Raffles is now living with Bunny in Ham Common as Bunny's colonial brother, Ralph. Raffles and Bunny occasionally commit burglaries at night, using their bicycles. Raffles becomes a favorite of their unsuspecting landlady.

For their next haul, Raffles and Bunny pick out a stockbroker's house. At night, they approach with their bicycles, unscrew the bars of the pantry window, and enter. Bunny brings an electric torch, outfitted by Raffles with shades to act as a dark lantern. Using a knife, Raffles cuts a hole through a panel in a door, in order to try to turn the key that is in the lock on the other side. When Raffles reaches through, however, his hand is suddenly grabbed by some boys.

Yes, I would get out, but only to come in again, for it was my turn—mine—not his. Would Raffles leave me held by a hand through a hole in a door? What he would have done in my place was the thing for me to do now.
— — Bunny resolves to save Raffles

Raffles and Bunny, horrified, realize that they have not broken into the house of the stockbroker, as intended, but the neighboring house, occupied by an army-trainer and his students. Raffles, caught, bids Bunny to leave and save himself. Bunny does leave, but only to reenter the house from the front. He convinces the boys that he saw Raffles's accomplice escape. The boys not holding Raffles leave to give chase. Abruptly, Bunny grabs the remaining one, Beefy, in a chokehold, forcing him to release Raffles. Raffles lets himself in by turning the key in the lock. He chloroforms Beefy and locks him in the pantry.

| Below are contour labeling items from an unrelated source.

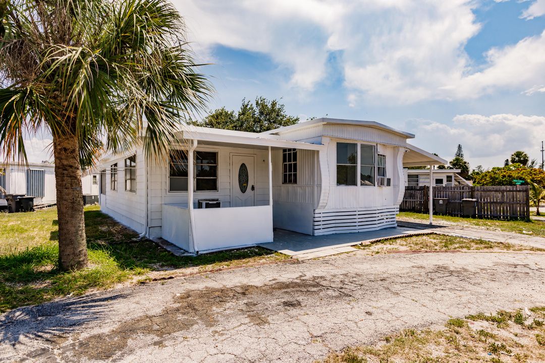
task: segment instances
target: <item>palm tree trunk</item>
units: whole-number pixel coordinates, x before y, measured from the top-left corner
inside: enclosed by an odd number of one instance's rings
[[[53,147],[59,221],[59,267],[65,270],[82,268],[87,266],[87,246],[79,145],[73,136],[53,136]]]

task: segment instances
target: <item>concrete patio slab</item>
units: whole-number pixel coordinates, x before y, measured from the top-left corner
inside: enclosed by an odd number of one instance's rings
[[[258,245],[295,258],[306,260],[355,250],[350,246],[369,244],[379,239],[429,233],[431,232],[427,230],[397,227],[359,233],[309,236],[275,229],[274,242]],[[350,248],[347,249],[349,247]]]

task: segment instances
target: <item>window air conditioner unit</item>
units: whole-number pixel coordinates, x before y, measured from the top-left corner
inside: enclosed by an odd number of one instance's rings
[[[203,208],[221,208],[221,202],[219,199],[199,199],[197,201],[197,207]]]
[[[389,187],[391,183],[391,181],[390,178],[379,176],[377,179],[377,185],[379,187]]]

They are soon joined by the awakened army instructor, and rejoined by the other boys. All of them suspect Bunny and Raffles. To explain himself, Bunny pretends to have gone outside to fetch his friend, Raffles, only to find Beefy gone upon returning. Raffles quickly adds that they should follow the burglars on their bikes, and leads Bunny outside. They are soon chased after by the boys and instructor. They ride their bicycles away, though Bunny accidentally chooses a difficult uphill path, and their escape is narrow. When they are safely at home, Raffles warmly congratulates Bunny for his quick thinking.

==Adaptations==
===Television===
Part of the story was adapted into the third episode of the Raffles television series, with Anthony Valentine as A. J. Raffles and Christopher Strauli as Bunny Manders. The episode, titled "The Spoils of Sacrilege", first aired on 11 March 1977.

===Radio===
BBC Radio adapted the story into the second half of the sixteenth episode of its Raffles radio drama, "The Raffles Relics", which first aired on 20 August 1992. The drama features Jeremy Clyde as Raffles and Michael Cochrane as Bunny. The episode faithfully follows the plot of the original story, with minor changes:
- In the episode, the events of the original story follow the events of "The Raffles Relics", rather than precede them. At the end of the drama, Raffles even adds that their black masks, which Bunny had to remove from their faces before they were seen by the boys, will serve as a start to a new collection, the Bunny Manders Relics.
- In the drama, instead of proposing to chase the burglars, Raffles leads Bunny outside on the pretense of bringing their bicycles inside, to protect them from the burglars.
- The landlady, unnamed in the original stories, is named Mrs Fisher in the radio play.